Neither China’s role nor concerns about China’s role are new to the SEA Games. At the 25th
SEA Games in Laos in 2009, underlying negative feelings towards China
were fanned by the proposed location of the National Sports Complex,
said Simon Creak, an associate professor at Kyoto University’s Centre
for Southeast Asian Studies who has researched and written extensively
on the past two SEA Games.
“Chinese finance and developers were
enlisted to fund and construct the new National Sports Complex on the
outskirts of Vientiane, reputedly worth US$100 million. In return, the
developers were granted a concession to develop 1640 hectares of land in
the That Luang Marsh in central Vientiane – near the revered That Luang
stupa, the country’s most important Buddhist site and national symbol,”
Mr Creak said.
“This project and popular responses to it
exacerbated existing antipathies towards the growing Chinese presence –
and visibility – in Laos,” he said.
“The project was slammed by
locals – including, apparently, members of the ruling Lao People’s
Revolutionary Party, who had not been consulted – with much of the
criticism framed in anti-Chinese terms. Anonymous online critics accused
Somsavat Lengsavat, the government minister [and a senior deputy prime
minister] of ‘treason’, based on the perception that his Chinese
heritage made him unduly favourable to Chinese interests.”

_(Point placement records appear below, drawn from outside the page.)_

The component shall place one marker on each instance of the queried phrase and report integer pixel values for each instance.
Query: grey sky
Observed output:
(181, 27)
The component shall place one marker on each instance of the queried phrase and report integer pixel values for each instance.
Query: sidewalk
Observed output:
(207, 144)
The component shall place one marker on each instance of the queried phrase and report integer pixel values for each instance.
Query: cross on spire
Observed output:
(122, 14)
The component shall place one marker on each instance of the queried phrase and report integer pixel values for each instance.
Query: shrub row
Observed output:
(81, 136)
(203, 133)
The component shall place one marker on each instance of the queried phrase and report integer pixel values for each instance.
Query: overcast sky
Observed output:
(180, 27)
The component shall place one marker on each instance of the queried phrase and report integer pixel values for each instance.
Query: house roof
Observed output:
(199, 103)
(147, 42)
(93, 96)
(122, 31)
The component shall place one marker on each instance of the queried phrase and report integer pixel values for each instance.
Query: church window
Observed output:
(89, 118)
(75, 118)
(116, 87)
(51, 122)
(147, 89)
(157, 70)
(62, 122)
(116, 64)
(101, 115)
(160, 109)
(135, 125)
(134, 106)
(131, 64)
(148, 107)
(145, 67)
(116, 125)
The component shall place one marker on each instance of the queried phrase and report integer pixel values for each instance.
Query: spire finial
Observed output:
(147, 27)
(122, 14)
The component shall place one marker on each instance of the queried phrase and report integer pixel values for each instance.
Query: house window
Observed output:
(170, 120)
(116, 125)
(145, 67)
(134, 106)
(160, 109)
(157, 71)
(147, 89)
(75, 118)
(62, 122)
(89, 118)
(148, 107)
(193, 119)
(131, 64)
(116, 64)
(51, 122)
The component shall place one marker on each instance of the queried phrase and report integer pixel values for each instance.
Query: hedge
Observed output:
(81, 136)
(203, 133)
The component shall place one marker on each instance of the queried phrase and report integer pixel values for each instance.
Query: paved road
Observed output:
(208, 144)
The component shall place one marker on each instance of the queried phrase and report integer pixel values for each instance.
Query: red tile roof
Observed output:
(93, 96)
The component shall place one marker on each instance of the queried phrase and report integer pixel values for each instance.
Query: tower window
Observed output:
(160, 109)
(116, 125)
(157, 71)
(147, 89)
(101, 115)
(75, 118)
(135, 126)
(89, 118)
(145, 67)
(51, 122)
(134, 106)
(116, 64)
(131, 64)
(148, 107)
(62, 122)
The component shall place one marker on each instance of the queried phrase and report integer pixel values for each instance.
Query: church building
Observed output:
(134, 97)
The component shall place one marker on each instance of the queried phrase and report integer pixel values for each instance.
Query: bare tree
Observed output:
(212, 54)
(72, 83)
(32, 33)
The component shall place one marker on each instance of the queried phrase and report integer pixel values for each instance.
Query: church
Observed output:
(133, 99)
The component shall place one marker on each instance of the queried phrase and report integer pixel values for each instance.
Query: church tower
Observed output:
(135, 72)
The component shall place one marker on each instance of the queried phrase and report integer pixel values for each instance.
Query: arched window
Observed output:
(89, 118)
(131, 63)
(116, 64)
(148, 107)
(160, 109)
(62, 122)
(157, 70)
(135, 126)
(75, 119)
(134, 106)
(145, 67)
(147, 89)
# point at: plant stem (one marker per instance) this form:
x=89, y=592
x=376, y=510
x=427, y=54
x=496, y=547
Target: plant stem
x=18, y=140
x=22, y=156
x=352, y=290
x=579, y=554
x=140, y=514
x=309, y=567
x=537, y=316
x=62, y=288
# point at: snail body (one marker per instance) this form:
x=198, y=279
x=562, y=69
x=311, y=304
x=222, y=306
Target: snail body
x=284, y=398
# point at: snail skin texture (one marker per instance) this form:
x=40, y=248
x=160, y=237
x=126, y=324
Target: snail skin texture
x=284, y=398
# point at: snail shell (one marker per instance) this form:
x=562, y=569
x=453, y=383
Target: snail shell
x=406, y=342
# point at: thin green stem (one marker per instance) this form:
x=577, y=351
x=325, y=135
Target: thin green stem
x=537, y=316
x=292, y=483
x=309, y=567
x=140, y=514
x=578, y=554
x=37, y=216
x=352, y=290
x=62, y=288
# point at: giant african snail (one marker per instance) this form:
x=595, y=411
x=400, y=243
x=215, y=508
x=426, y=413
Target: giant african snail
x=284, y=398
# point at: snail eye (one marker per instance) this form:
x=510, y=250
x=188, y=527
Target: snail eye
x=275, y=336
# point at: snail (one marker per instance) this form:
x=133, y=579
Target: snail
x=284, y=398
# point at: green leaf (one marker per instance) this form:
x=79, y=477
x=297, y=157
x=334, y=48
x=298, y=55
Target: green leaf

Eventually the complex was moved to a less controversial location.
In
Myanmar, the SEA Games represents an opportunity for China to assert
its soft power at a time when its political, if not economic, influence
in the country appears on the wane. Sport could provide a new and
potentially low-risk avenue for the Chinese government and Chinese firms
to expand engagement with Nay Pyi Taw.
China has also been on
the receiving end of this kind of diplomatic maneuvering. Eighteen years
before it hosted the 2008 Olympics, Beijing hosted the Asian Games.
It
was a little more than a year after the Tiananmen Square protests and
the fallout from the massacre left China with few friends willing to
assist in them to organise what, at that time, was the largest
international sporting event China had hosted.
“According to
diplomatic sources, many multinational corporations still active in
China have withdrawn their support for the games since last year's
crackdown, which left several hundred people dead. These sources said
that international outrage over the crackdown has all but eliminated
China's hopes of persuading the International Olympic Committee to hold
the Summer Olympics of 2000 in Beijing,” Mark Fineman reported in The
Los Angeles Times in January 1990.
Breaking with the
international community, South Korea, the host of the 1986 Asian Games
and 1988 Olympics, stepped forward to lend its expertise to China,
despite the two countries not having formal diplomatic ties. Two years
later, in August of 1992, the once bitter foes normalised relations.
But
Myanmar and China already have strong ties and there is some skepticism
over Chinese intentions in providing assistance, and potential strings
that may be attached to the support.
“There are some countries
that have assisted Myanmar and they never expect anything. But I believe
this Chinese assistance for the SEA Games was the kind of a give and
take with the expectation of returns from Myanmar, rather than a pure
goodwill,” said U Khine Maung Yi, the Pyithu Hluttaw representative for
Ahlone and a member of the Pyithu Hluttaw Sport, Culture, Literature and
Art and People Relations Committee.
“They [China] try to enter Myanmar through any means … but they usually just see business opportunities.”